These functions are defined in rgx.c using a POSIX or GNU regex library. If your computer does not support regex, a package is available via ftp from ftp.gnu.org:/pub/gnu/regex-0.12.tar.gz. For a description of regular expressions, See syntax.

— Function: regcomp pattern [flags]

Compile a regular expression. Return a compiled regular expression, or an integer error code suitable as an argument to regerror.

flags in regcomp is a string of option letters used to control the compilation of the regular expression. The letters may consist of:

n
newlines won't be matched by . or hat lists; ( [^...] )
i
ignore case.
only when compiled with _GNU_SOURCE:

0
allows dot to match a null character.
f
enable GNU fastmaps.

— Function: regerror errno

Returns a string describing the integer errno returned when regcomp fails.

— Function: regexec re string

Returns #f or a vector of integers.
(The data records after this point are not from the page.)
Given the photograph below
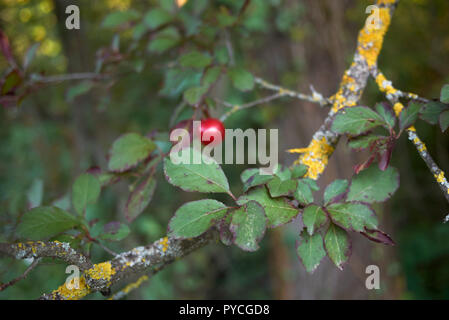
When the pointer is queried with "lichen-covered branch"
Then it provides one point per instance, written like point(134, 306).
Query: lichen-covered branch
point(352, 85)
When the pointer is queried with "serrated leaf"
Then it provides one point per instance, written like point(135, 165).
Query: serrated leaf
point(431, 111)
point(156, 17)
point(373, 185)
point(279, 188)
point(364, 141)
point(196, 217)
point(85, 191)
point(303, 193)
point(140, 198)
point(278, 210)
point(128, 151)
point(193, 95)
point(335, 189)
point(117, 18)
point(387, 113)
point(248, 225)
point(241, 79)
point(337, 245)
point(204, 177)
point(444, 120)
point(378, 236)
point(195, 59)
point(298, 171)
point(409, 115)
point(444, 97)
point(310, 251)
point(252, 178)
point(314, 218)
point(353, 216)
point(356, 120)
point(43, 222)
point(115, 231)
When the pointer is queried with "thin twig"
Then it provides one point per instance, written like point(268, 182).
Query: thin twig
point(23, 276)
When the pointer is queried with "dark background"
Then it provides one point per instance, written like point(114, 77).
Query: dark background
point(50, 140)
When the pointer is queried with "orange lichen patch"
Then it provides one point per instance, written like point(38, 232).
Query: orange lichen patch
point(315, 156)
point(164, 243)
point(129, 287)
point(102, 270)
point(72, 294)
point(398, 108)
point(371, 39)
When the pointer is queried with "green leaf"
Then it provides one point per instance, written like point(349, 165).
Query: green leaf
point(140, 198)
point(335, 189)
point(164, 40)
point(196, 217)
point(204, 177)
point(156, 17)
point(279, 188)
point(444, 97)
point(444, 120)
point(128, 150)
point(115, 231)
point(314, 218)
point(177, 81)
point(364, 141)
point(353, 216)
point(193, 95)
point(298, 171)
point(310, 251)
point(387, 114)
point(118, 18)
point(356, 120)
point(252, 178)
point(29, 56)
point(211, 76)
point(195, 59)
point(303, 193)
point(277, 210)
point(338, 245)
point(409, 115)
point(85, 190)
point(241, 79)
point(43, 222)
point(78, 90)
point(248, 225)
point(431, 111)
point(374, 185)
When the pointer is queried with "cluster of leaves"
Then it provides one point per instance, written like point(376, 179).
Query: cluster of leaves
point(131, 156)
point(270, 201)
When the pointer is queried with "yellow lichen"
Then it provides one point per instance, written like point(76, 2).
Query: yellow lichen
point(74, 293)
point(371, 39)
point(101, 271)
point(315, 156)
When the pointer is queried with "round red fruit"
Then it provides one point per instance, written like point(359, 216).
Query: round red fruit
point(209, 131)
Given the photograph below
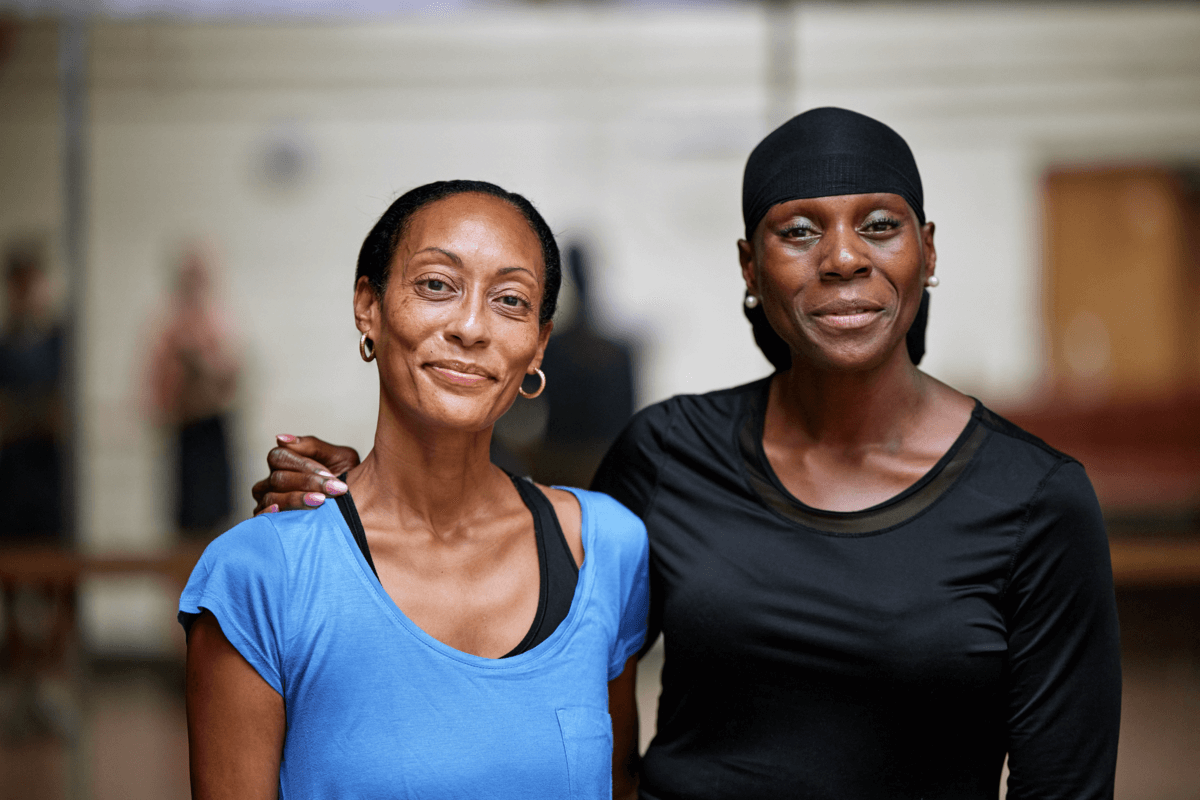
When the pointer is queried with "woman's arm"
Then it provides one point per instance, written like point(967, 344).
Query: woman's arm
point(235, 721)
point(1063, 648)
point(623, 710)
point(303, 467)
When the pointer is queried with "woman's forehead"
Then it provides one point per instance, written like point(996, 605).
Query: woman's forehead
point(851, 202)
point(479, 222)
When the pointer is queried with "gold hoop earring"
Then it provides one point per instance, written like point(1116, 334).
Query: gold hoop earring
point(540, 389)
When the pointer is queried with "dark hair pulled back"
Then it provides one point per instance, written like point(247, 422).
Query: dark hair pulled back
point(379, 246)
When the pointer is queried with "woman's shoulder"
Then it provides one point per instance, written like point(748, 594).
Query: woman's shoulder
point(265, 541)
point(1019, 439)
point(606, 518)
point(685, 414)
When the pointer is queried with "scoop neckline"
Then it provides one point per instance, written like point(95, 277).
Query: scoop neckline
point(549, 645)
point(885, 516)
These integers are in doublets. The first of each doublet is the index of string of the start of the matching expression or sub-expression (delimited by parentheses in the pattern). The last of each doublet is index of string of the end of that expression. #f is returned if the string does not match.
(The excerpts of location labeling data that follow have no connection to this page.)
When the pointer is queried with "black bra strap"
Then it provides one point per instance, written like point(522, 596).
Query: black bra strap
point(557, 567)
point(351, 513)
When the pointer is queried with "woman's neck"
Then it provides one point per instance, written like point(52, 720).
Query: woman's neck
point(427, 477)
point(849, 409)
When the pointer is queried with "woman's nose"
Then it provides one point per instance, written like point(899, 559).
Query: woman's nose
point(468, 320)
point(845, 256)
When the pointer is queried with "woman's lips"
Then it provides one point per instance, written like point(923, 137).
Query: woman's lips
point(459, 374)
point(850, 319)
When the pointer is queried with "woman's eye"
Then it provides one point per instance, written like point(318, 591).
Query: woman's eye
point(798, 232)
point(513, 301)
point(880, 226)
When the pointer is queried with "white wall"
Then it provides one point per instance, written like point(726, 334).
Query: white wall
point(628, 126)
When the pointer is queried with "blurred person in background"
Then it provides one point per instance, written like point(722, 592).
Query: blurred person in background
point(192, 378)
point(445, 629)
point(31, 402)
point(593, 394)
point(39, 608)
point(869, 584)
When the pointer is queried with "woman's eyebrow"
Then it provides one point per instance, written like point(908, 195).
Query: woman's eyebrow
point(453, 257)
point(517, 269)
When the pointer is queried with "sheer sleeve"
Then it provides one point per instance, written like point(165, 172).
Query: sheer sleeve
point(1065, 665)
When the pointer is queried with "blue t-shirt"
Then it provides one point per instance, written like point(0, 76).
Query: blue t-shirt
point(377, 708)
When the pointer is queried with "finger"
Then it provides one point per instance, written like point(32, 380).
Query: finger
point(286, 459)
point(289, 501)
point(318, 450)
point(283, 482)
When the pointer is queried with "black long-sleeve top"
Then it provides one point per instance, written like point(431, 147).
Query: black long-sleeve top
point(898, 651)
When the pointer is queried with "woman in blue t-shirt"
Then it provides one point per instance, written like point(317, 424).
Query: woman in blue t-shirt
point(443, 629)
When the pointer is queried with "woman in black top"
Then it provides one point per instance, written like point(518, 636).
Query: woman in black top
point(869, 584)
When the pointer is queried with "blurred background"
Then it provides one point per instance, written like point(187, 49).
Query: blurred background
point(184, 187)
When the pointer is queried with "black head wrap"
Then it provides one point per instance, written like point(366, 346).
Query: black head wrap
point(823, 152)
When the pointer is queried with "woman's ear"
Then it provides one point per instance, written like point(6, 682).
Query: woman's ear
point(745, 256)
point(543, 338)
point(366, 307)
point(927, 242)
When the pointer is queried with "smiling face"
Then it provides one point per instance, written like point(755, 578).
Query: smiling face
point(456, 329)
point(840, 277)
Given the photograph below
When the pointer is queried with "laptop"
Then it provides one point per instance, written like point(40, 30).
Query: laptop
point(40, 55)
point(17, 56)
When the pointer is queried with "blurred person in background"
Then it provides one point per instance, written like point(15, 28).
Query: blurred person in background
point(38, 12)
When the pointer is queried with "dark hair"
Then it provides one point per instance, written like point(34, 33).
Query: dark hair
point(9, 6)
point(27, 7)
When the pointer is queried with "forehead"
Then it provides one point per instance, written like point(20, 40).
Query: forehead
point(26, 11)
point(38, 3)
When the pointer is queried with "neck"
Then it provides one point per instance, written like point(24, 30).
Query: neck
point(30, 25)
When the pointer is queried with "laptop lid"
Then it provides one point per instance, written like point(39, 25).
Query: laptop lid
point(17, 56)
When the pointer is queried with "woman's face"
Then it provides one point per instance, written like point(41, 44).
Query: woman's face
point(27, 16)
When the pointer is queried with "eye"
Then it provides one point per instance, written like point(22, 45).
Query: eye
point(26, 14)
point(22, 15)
— Function: regmatch? re string

Returns #t if the pattern such that regexp = (regcomp pattern) matches string as a POSIX extended regular expressions. Returns #f otherwise.
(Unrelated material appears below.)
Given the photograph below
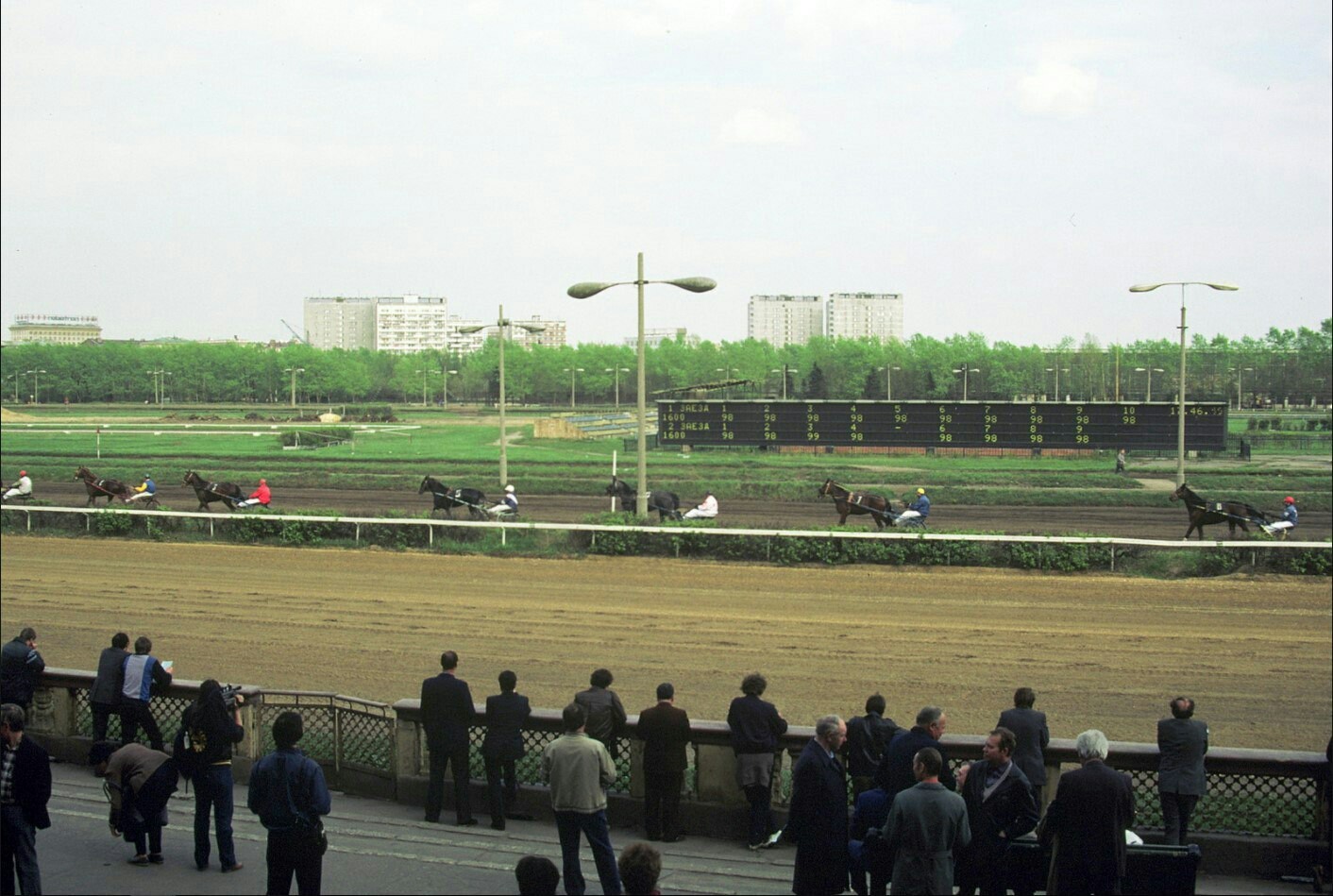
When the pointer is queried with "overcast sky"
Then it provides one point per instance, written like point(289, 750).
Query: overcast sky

— Function: regsearch re string [start [len]]
— Function: regsearchv re string [start [len]]
— Function: regmatch re string [start [len]]
— Function: regmatchv re string [start [len]]

Regsearch searches for the pattern within the string.

Regmatch anchors the pattern and begins matching it against string.

Regsearch returns the character position where re starts, or #f if not found.

Regmatch returns the number of characters matched, #f if not matched.

Regsearchv and regmatchv return the match vector is returned if re is found, #f otherwise.

re
may be either:
  1. a compiled regular expression returned by regcomp;
  2. a string representing a regular expression;
  3. a list of a string and a set of option letters.

string
The string to be operated upon.
start
The character position at which to begin the search or match. If absent, the default is zero.


Compiled _GNU_SOURCE and using GNU libregex only

When searching, if start is negative, the absolute value of start will be used as the start location and reverse searching will be performed.

len
The search is allowed to examine only the first len characters of string. If absent, the entire string may be examined.

— Function: string-split re string
— Function: string-splitv re string

String-split splits a string into substrings that are separated by re, returning a vector of substrings.

String-splitv returns a vector of string positions that indicate where the substrings are located.

— Function: string-edit re edit-spec string [count]

Returns the edited string.

edit-spec
Is a string used to replace occurances of re. Backquoted integers in the range of 1-9 may be used to insert subexpressions in re, as in sed.
count
The number of substitutions for string-edit to perform. If #t, all occurances of re will be replaced. The default is to perform one substitution.